Haciendo la vertical

AT&T-Time WarnerJusto al día siguiente a que se abordara desde aquí la evolución de los contenidos como factor clave [ver “Content is King 2.0”], en EE.UU. se anunció una mega operación por la cual el operador convergente AT&T adquiere al generador de contenidos Time Warner por US$ 85 millardos (mil millones). Ya no alcanza con ser dueño de la red. También hay que poseer lo que fluye por la red (aunque sea una parte).

Como toda gran operación, la misma será revisada en detalle por el regulador. Sin embargo, ya se metió en la campaña electoral para presidente. Ambos candidatos se mostraron “revisionistas” como consecuencia de las preocupaciones respecto a una “sobreconsolidación” del mercado. Clinton se mostró inclinada a revisar a fondo (no podía decir otra cosa), mientras que Trump fue más preciso y dijo oponerse directamente, ya que acuerdos de este tipo “atentan contra la democracia”.

El de AT&T-Time Warner no es el típico caso de consolidación en una industria. O, como bien lo explicó el CEO de AT&T, se trata de una integración vertical y no horizontal. Lo que hace AT&T vendría a ser como adquirir un proveedor, no un competidor. Por lo tanto, se trata de una operación con características similares a la que llevó tiempo atrás Comcast (el principal operador de triple play de los EE.UU.) al adquirir NBC Universal en 2011 y que fuera aprobada. Además, parece menos conflictiva que la adquisición realizada tiempo atrás de DirecTV, lo que sí produjo una consolidación en el mercado de TV paga. Conviene aclarar que el acuerdo no incluye al operador triple play Time Warner Cable.

No obstante, existen temores que esta integración vertical termine resultando en un trato preferencial por parte de AT&T hacia los contenidos de Time Warner en relación a otros, como Netflix, por ejemplo. Esto no implica que AT&T decidida no ofrecer productos de Time Warner (como HBO) a otros operadores con el objetivo de lograr un contenido diferencial a su propuesta convergente y atraer así nuevos clientes a su plataforma. Estaría en todo su derecho, aunque habría que ver si económicamente tal decisión sería favorable.
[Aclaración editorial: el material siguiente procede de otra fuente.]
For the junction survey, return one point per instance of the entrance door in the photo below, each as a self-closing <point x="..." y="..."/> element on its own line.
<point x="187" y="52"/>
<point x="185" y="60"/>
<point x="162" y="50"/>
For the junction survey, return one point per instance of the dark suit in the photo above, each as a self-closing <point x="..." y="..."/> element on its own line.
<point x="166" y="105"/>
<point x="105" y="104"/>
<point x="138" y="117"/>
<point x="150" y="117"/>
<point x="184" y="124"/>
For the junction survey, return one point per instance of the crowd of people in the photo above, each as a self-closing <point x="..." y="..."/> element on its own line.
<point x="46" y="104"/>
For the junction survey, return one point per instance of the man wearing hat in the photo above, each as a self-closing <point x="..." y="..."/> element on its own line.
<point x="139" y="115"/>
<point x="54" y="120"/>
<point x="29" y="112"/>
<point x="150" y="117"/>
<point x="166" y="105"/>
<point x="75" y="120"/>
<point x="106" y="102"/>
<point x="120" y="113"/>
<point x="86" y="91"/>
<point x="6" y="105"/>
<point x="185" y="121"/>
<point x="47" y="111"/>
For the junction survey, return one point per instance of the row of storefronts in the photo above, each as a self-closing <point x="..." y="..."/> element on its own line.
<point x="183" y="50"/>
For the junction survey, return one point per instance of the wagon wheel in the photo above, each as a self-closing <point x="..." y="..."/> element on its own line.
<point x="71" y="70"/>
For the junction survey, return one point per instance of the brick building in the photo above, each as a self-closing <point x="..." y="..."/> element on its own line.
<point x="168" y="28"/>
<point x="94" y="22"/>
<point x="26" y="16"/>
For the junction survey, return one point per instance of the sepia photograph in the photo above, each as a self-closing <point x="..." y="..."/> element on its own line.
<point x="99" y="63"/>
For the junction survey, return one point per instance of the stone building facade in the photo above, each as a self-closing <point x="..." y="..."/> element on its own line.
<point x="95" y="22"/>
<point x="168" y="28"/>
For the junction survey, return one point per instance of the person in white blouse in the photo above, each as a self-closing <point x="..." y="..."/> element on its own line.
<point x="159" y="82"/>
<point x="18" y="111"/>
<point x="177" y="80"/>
Claro que hay una forma de privilegiar contenidos propios más sutil, y que tiene que ver con el video móvil. Se trata de un contenido cada vez más relevante, a tal punto que desde Facebook prevén que para el 2021, el 70% del tráfico de datos móviles será video, creciendo del 50% actual. Y en este sentido, AT&T acaba de sentar un precedente al anunciar que el tráfico del servicio DirecTV Now (la versión OTT de la programación) no se contabilizará dentro del paquete de datos incluido en el abono. De esta forma sí establece un trato preferencial a sus propios contenidos, reflotando entonces la discusión sobre la neutralidad de la red.

Si la operación finalmente se concreta, se estaría revirtiendo la historia. Quizás el mayor impacto de Internet en materia de contenidos fue independizar a los contenidos de la red. Algo que el hombre quiere volver a unir.